[Bug target/57952] AVX/AVX2 no ymm registers used in a trivial reduction

Wed May 17 09:17:00 GMT 2017

https://gcc.gnu.org/bugzilla/show_bug.cgi?id=57952

--- Comment #7 from mmokrejs at gmail dot com ---
(In reply to Jakub Jelinek from comment #6)
> > $ gcc -O3 -march=native stream.c  ; objdump -d a.out | grep ymm | wc -l
> > 63
> > $
> 
> Of course, vectorization is only enabled by default for -O3/-Ofast, not at
> -O2, for vectorization at -O2 you need to use -O2 -ftree-vectorize.

$ gcc -O2 -march=native -ftree-vectorize stream.c  ; objdump -d a.out | grep
ymm | wc -l
60
$


Ah, thanks. Please update the manpage. It says nothing about the need to use
-O3 or -Ofast interacting with -march=native or -mavx or -mavx2.

<quote>
       -march=cpu-type
           Generate instructions for the machine type cpu-type.  In contrast to
-mtune=cpu-type, which merely tunes the generated code for the specified
cpu-type, -march=cpu-type allows
           GCC to generate code that may not run at all on processors other
than the one indicated.  Specifying -march=cpu-type implies -mtune=cpu-type.

           The choices for cpu-type are:

           native
               This selects the CPU to generate code for at compilation time by
determining the processor type of the compiling machine.  Using -march=native
enables all instruction
               subsets supported by the local machine (hence the result might
not run on different machines).  Using -mtune=native produces code optimized
for the local machine under
               the constraints of the selected instruction set.
</quote>

<quote>
           sandybridge
               Intel Sandy Bridge CPU with 64-bit extensions, MMX, SSE, SSE2,
SSE3, SSSE3, SSE4.1, SSE4.2, POPCNT, AVX, AES and PCLMUL instruction set
support.

           ivybridge
               Intel Ivy Bridge CPU with 64-bit extensions, MMX, SSE, SSE2,
SSE3, SSSE3, SSE4.1, SSE4.2, POPCNT, AVX, AES, PCLMUL, FSGSBASE, RDRND and F16C
instruction set support.

           haswell
               Intel Haswell CPU with 64-bit extensions, MOVBE, MMX, SSE, SSE2,
SSE3, SSSE3, SSE4.1, SSE4.2, POPCNT, AVX, AVX2, AES, PCLMUL, FSGSBASE, RDRND,
FMA, BMI, BMI2 and F16C
               instruction set support.

           broadwell
               Intel Broadwell CPU with 64-bit extensions, MOVBE, MMX, SSE,
SSE2, SSE3, SSSE3, SSE4.1, SSE4.2, POPCNT, AVX, AVX2, AES, PCLMUL, FSGSBASE,
RDRND, FMA, BMI, BMI2, F16C,
               RDSEED, ADCX and PREFETCHW instruction set support.
</quote>


These entrie shave no description text at all:
<quote>
       -mavx
       -mno-avx
       -mavx2
       -mno-avx2
       -mavx512f
       -mno-avx512f
       -mavx512pf
       -mno-avx512pf
       -mavx512er
       -mno-avx512er
       -mavx512cd
       -mno-avx512cd
</quote>

There are hardly any links from within the manpage (notably the intel x86/amd64
section) to -ftree-vectorize.
<quote>
       -ftree-vectorize
           Perform vectorization on trees. This flag enables
-ftree-loop-vectorize and -ftree-slp-vectorize if not explicitly specified.
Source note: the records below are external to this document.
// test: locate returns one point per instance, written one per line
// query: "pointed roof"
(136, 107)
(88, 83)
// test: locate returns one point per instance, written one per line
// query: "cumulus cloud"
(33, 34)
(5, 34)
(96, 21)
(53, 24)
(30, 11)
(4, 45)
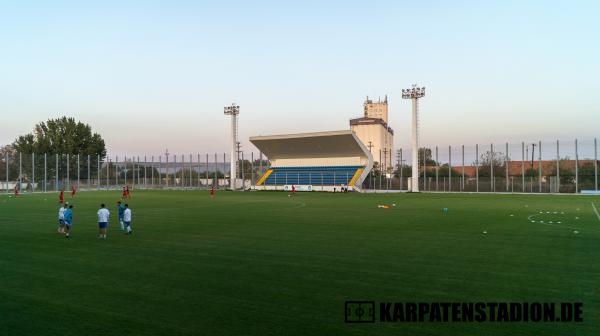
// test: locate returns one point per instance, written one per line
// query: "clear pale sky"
(150, 75)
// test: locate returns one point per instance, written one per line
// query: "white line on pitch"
(595, 210)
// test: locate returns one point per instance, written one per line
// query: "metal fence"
(539, 167)
(31, 172)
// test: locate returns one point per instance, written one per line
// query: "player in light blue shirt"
(127, 219)
(121, 209)
(68, 220)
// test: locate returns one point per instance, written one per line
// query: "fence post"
(437, 170)
(477, 167)
(78, 172)
(89, 174)
(523, 166)
(20, 169)
(159, 173)
(506, 165)
(424, 171)
(462, 186)
(107, 172)
(32, 172)
(449, 168)
(68, 171)
(6, 159)
(492, 179)
(98, 173)
(576, 168)
(198, 174)
(557, 167)
(252, 169)
(117, 170)
(45, 172)
(596, 164)
(401, 170)
(243, 175)
(207, 169)
(540, 166)
(216, 177)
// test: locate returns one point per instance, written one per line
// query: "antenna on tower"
(414, 94)
(233, 111)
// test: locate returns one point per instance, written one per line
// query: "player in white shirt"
(103, 215)
(61, 217)
(127, 219)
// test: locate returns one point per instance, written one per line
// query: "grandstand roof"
(311, 145)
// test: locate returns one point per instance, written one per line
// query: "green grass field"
(268, 264)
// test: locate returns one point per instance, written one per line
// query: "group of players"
(65, 216)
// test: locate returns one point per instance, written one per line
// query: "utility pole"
(532, 159)
(414, 94)
(233, 111)
(400, 166)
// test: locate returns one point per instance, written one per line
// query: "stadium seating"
(325, 175)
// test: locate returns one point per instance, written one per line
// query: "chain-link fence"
(540, 167)
(31, 172)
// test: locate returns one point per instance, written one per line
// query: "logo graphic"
(360, 312)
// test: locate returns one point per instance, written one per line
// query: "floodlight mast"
(233, 111)
(414, 93)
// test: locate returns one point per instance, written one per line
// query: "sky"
(152, 75)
       -ftree-loop-vectorize
           Perform loop vectorization on trees. This flag is enabled by default
at -O3 and when -ftree-vectorize is enabled.

       -ftree-slp-vectorize
           Perform basic block vectorization on trees. This flag is enabled by
default at -O3 and when -ftree-vectorize is enabled.
</quote>